Will you do me a favor please...

Give me a step by step of the logic you are using. I don't follow.

boutons_deux
05-10-2014, 11:47 AM
Will you do me a favor please...

Give me a step by step of the logic you are using. I don't follow.

:lol

strong $ = US products more expensive to sell overseas

strong $ = foreign products cheaper to import

strong $ enables greater US trade deficits

China suppressing its currency makes its products cheaper to export, while simultaneously dumping a lot of shit on foreign markets at or below cost. result? guess

Wild Cobra
05-10-2014, 11:52 AM
:lol

strong $ = US products more expensive to sell overseas

strong $ = foreign products cheaper to import

strong $ enables greater US trade deficits

China suppressing its currency makes its products cheaper to export, while simultaneously dumping a lot of shit on foreign markets at or below cost. result? guess
What you have listed is a means for us to be able to buy what we cannot produce so readily here. It should have never applied to nearly all goods as it does today.

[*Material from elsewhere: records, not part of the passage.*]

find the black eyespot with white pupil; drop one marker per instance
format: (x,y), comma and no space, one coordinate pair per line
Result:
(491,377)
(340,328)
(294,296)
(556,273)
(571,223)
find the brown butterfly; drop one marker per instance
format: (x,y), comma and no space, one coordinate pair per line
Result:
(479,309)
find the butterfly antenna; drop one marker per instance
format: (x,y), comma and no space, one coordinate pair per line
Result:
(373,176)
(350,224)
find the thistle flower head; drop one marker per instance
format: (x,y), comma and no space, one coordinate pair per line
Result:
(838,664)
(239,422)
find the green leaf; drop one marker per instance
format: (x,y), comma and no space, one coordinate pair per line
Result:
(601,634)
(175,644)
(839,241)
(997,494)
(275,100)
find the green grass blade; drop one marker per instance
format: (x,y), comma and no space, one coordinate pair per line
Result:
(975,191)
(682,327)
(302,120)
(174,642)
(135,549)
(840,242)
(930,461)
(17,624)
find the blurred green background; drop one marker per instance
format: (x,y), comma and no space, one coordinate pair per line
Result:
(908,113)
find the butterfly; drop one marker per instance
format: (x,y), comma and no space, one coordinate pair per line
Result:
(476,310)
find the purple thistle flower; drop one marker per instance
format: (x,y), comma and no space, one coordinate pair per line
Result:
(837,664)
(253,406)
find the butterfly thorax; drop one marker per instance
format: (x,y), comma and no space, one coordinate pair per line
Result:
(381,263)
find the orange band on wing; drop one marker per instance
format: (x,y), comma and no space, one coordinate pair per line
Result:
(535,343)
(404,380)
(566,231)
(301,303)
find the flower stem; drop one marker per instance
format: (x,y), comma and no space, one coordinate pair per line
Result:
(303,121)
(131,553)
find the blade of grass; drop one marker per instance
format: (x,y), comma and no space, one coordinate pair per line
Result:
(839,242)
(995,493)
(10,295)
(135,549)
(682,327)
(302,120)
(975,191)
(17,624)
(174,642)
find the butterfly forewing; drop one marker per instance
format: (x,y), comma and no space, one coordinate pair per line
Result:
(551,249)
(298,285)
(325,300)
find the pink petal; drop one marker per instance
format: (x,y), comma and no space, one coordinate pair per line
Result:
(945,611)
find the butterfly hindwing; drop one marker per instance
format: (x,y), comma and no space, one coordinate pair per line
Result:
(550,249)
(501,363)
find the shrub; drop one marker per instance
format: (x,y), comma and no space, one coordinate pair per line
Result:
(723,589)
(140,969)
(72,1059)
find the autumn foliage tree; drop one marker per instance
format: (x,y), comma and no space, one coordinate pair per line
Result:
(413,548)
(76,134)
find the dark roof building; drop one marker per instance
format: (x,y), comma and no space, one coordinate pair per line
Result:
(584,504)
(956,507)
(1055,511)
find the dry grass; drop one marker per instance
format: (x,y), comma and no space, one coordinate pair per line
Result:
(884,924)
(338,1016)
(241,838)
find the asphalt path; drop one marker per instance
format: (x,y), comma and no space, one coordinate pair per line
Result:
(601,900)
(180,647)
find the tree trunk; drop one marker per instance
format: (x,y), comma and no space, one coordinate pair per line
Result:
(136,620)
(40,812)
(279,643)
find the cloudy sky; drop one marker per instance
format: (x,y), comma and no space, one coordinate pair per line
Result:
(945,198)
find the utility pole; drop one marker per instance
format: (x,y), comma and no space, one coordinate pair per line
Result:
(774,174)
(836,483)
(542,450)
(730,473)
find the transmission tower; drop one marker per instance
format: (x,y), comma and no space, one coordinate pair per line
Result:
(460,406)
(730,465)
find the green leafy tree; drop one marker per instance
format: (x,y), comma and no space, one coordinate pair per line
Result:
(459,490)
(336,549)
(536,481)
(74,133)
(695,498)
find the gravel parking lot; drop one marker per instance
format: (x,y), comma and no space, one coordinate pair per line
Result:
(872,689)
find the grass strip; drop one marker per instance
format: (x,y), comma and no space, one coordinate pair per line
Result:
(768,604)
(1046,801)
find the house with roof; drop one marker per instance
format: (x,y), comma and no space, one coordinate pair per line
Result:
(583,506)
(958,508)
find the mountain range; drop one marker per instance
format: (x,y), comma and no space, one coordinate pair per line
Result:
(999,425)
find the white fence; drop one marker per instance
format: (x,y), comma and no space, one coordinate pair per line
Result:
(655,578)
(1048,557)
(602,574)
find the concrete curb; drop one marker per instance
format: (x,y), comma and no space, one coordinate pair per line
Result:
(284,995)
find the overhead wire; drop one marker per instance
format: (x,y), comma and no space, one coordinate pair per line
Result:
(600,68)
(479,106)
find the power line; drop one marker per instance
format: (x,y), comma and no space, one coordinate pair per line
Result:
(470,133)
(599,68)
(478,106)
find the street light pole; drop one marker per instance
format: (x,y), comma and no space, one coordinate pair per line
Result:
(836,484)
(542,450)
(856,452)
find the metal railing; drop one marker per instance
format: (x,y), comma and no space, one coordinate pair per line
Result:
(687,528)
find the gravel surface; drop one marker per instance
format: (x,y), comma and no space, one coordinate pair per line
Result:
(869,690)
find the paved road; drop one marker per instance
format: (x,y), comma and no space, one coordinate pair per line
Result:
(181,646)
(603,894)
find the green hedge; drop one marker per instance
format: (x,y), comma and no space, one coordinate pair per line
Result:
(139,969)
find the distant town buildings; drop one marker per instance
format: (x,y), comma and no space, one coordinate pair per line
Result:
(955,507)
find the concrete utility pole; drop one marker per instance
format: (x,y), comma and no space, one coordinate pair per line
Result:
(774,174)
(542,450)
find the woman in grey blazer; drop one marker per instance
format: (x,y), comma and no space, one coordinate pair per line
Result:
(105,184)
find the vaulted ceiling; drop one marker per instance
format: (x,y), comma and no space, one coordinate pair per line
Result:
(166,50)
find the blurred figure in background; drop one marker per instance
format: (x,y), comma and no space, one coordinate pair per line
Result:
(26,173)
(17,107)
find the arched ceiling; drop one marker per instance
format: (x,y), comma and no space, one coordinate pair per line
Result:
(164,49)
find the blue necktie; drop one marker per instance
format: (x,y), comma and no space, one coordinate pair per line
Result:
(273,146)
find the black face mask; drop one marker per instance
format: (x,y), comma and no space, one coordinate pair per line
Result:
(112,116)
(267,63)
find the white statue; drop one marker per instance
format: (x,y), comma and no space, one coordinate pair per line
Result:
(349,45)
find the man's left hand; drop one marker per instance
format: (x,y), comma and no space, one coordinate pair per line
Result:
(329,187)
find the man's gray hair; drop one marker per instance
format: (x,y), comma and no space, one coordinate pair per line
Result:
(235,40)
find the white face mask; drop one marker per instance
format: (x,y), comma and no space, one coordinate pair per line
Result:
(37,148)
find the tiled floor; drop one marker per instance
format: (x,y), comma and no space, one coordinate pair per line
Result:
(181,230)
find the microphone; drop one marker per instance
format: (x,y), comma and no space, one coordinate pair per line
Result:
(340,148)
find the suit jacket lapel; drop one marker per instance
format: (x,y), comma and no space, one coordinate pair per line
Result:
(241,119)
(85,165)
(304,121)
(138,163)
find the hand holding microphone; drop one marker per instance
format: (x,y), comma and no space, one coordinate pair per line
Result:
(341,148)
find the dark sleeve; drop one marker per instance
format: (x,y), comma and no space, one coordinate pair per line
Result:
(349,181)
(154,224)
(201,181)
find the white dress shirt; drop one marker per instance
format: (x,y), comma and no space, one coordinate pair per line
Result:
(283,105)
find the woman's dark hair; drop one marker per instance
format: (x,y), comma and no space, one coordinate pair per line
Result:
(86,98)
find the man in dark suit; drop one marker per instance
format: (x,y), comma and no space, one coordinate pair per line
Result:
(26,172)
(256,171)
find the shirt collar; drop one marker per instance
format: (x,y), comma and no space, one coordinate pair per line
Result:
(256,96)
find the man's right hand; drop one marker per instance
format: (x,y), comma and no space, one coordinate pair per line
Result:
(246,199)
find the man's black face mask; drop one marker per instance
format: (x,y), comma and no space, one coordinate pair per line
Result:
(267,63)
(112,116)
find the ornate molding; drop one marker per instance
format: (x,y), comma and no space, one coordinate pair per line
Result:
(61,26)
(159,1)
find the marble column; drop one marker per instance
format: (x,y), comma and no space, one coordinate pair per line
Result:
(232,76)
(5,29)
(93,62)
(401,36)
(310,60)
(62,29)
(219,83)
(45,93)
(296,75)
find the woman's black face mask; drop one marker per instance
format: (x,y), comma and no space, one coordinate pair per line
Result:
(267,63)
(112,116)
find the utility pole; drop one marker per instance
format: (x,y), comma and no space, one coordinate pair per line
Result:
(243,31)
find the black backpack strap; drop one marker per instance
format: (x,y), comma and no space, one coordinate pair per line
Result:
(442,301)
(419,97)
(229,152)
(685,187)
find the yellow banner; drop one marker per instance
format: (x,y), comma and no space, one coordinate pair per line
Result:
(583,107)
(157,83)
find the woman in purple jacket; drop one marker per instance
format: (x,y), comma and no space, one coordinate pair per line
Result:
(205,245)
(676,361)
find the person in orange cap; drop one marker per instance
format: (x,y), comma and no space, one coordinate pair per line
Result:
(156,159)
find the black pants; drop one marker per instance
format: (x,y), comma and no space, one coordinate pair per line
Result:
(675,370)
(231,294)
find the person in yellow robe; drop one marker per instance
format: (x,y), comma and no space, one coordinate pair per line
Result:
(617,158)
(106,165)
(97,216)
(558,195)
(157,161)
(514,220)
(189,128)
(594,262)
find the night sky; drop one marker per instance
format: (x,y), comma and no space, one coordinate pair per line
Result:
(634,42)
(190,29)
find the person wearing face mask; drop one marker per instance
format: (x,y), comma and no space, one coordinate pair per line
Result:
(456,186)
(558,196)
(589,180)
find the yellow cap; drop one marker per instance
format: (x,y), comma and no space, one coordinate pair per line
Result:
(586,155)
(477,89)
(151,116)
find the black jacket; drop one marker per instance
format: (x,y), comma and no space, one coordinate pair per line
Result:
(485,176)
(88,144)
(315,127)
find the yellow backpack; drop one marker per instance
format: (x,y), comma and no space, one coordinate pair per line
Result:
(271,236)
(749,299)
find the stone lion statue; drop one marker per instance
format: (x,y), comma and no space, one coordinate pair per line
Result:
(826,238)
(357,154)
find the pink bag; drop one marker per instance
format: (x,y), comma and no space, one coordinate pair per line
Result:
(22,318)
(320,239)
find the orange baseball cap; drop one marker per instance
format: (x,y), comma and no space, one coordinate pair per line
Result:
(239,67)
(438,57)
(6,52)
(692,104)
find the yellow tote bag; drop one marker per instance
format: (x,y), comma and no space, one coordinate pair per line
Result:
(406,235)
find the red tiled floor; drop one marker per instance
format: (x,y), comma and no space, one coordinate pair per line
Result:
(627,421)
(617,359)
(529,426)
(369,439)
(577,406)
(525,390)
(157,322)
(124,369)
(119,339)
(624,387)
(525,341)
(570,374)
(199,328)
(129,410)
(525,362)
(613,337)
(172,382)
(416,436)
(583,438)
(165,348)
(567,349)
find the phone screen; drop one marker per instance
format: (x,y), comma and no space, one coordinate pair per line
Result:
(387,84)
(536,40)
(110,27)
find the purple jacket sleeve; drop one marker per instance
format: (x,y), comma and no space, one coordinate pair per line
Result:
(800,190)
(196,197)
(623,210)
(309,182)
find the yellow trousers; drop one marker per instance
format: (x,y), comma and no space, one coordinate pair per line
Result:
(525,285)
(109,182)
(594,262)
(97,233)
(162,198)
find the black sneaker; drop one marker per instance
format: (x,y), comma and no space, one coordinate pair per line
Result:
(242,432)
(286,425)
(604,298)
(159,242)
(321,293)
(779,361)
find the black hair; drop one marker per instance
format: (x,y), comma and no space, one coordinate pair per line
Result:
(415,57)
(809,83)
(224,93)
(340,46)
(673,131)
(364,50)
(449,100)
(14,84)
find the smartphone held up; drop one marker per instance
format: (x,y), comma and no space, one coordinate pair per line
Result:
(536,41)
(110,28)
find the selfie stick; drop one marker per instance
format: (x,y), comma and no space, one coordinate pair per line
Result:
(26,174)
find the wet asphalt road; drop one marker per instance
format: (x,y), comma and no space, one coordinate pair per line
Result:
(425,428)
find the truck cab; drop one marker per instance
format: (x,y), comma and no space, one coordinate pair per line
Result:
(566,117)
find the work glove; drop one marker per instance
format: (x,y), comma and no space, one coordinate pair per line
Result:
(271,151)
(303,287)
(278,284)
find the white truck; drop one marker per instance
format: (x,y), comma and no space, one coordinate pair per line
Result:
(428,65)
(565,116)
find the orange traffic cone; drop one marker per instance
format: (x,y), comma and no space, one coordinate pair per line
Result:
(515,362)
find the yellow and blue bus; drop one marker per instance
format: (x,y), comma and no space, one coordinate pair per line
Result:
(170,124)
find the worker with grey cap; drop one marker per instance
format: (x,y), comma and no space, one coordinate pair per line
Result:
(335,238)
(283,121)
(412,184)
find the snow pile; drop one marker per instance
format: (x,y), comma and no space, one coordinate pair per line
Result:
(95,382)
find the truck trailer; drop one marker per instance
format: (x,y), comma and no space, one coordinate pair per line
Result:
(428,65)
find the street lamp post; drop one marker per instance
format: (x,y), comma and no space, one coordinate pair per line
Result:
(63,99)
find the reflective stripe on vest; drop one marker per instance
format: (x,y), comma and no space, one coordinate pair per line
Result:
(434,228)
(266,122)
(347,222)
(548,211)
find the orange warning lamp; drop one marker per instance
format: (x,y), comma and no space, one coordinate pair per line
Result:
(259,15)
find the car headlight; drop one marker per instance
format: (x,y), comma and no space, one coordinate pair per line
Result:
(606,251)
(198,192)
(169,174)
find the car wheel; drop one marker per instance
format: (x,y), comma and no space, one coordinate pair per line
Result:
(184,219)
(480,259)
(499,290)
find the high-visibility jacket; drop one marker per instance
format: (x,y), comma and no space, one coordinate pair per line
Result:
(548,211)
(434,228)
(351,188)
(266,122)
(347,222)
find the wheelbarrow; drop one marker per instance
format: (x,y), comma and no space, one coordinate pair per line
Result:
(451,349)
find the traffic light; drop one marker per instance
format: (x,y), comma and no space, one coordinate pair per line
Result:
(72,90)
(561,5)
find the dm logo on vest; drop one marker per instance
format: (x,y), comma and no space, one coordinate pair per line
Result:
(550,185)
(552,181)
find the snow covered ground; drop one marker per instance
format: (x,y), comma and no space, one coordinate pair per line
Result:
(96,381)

The free trade agreements are the reason we no longer place tariff on these items like in the past. Most of our free trade laws were signed by a liberal president, William Jefferson Clinton.

Tariffs are understood to be important as our founding fathers:

"To regulate Commerce with foreign Nations, and among the several states, and with the Indian Tribes;"

boutons_deux
05-10-2014, 12:24 PM
Slick Willy was not liberal, he was neo-liberal (liberating business from regulations). He now admits deregulating finance (he was suckered by Rubin, etc) was a mistake.

Lots of stuff was very important to the FFs and written into the Constituion, nearly all of which the VRWC/Christian supremacists want to destroy as lying "lovers of the Constitution".